Search code examples
c#stringsplitstringbuilder

Best way to split string into lines with maximum length, without breaking words


I want to break a string up into lines of a specified maximum length, without splitting any words, if possible (if there is a word that exceeds the maximum line length, then it will have to be split).

As always, I am acutely aware that strings are immutable and that one should preferably use the StringBuilder class. I have seen examples where the string is split into words and the lines are then built up using the StringBuilder class, but the code below seems "neater" to me.

I mentioned "best" in the description and not "most efficient" as I am also interested in the "eloquence" of the code. The strings will never be huge, generally splitting into 2 or three lines, and it won't be happening for thousands of lines.

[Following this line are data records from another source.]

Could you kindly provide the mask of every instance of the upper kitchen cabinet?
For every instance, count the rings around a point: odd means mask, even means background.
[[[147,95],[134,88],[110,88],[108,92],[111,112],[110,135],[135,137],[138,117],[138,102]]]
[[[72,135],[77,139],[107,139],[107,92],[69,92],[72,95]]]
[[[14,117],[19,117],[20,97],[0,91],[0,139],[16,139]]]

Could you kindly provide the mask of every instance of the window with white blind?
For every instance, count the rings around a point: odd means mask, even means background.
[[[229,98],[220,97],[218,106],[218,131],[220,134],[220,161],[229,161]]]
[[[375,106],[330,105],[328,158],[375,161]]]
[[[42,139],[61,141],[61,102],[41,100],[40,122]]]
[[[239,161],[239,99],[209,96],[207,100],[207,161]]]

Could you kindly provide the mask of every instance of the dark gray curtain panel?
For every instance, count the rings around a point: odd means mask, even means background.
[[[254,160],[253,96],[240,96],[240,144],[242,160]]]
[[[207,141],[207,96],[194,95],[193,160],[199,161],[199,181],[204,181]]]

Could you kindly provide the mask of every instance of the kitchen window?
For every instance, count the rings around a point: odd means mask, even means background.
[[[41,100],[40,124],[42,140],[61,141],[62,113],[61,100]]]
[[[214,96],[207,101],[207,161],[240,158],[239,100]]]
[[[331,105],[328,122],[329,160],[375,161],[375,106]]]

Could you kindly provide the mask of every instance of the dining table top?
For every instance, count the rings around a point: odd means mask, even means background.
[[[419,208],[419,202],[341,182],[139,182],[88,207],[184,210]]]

Is the following code really bad?

private static IEnumerable<string> SplitToLines(string stringToSplit, int maximumLineLength)
{
    stringToSplit = stringToSplit.Trim();
    var lines = new List<string>();

    while (stringToSplit.Length > 0)
    {
        if (stringToSplit.Length <= maximumLineLength)
        {
            lines.Add(stringToSplit);
            break;
        }

        var indexOfLastSpaceInLine = stringToSplit.Substring(0, maximumLineLength).LastIndexOf(' ');
        lines.Add(stringToSplit.Substring(0, indexOfLastSpaceInLine >= 0 ? indexOfLastSpaceInLine : maximumLineLength).Trim());
        stringToSplit = stringToSplit.Substring(indexOfLastSpaceInLine >= 0 ? indexOfLastSpaceInLine + 1 : maximumLineLength);
    }

    return lines.ToArray();
}

Solution

  • How about this as a solution:

    IEnumerable<string> SplitToLines(string stringToSplit, int maximumLineLength)
    {
        var words = stringToSplit.Split(' ').Concat(new [] { "" });
        return
            words
                .Skip(1)
                .Aggregate(
                    words.Take(1).ToList(),
                    (a, w) =>
                    {
                        var last = a.Last();
                        while (last.Length > maximumLineLength)
                        {
                            a[a.Count() - 1] = last.Substring(0, maximumLineLength);
                            last = last.Substring(maximumLineLength);
                            a.Add(last);
                        }
                        var test = last + " " + w;
                        if (test.Length > maximumLineLength)
                        {
                            a.Add(w);
                        }
                        else
                        {
                            a[a.Count() - 1] = test;
                        }
                        return a;
                    });
    }
    

    I reworked this as prefer this:

    IEnumerable<string> SplitToLines(string stringToSplit, int maximumLineLength)
    {
        var words = stringToSplit.Split(' ');
        var line = words.First();
        foreach (var word in words.Skip(1))
        {
            var test = $"{line} {word}";
            if (test.Length > maximumLineLength)
            {
                yield return line;
                line = word;
            }
            else
            {
                line = test;
            }
        }
        yield return line;
    }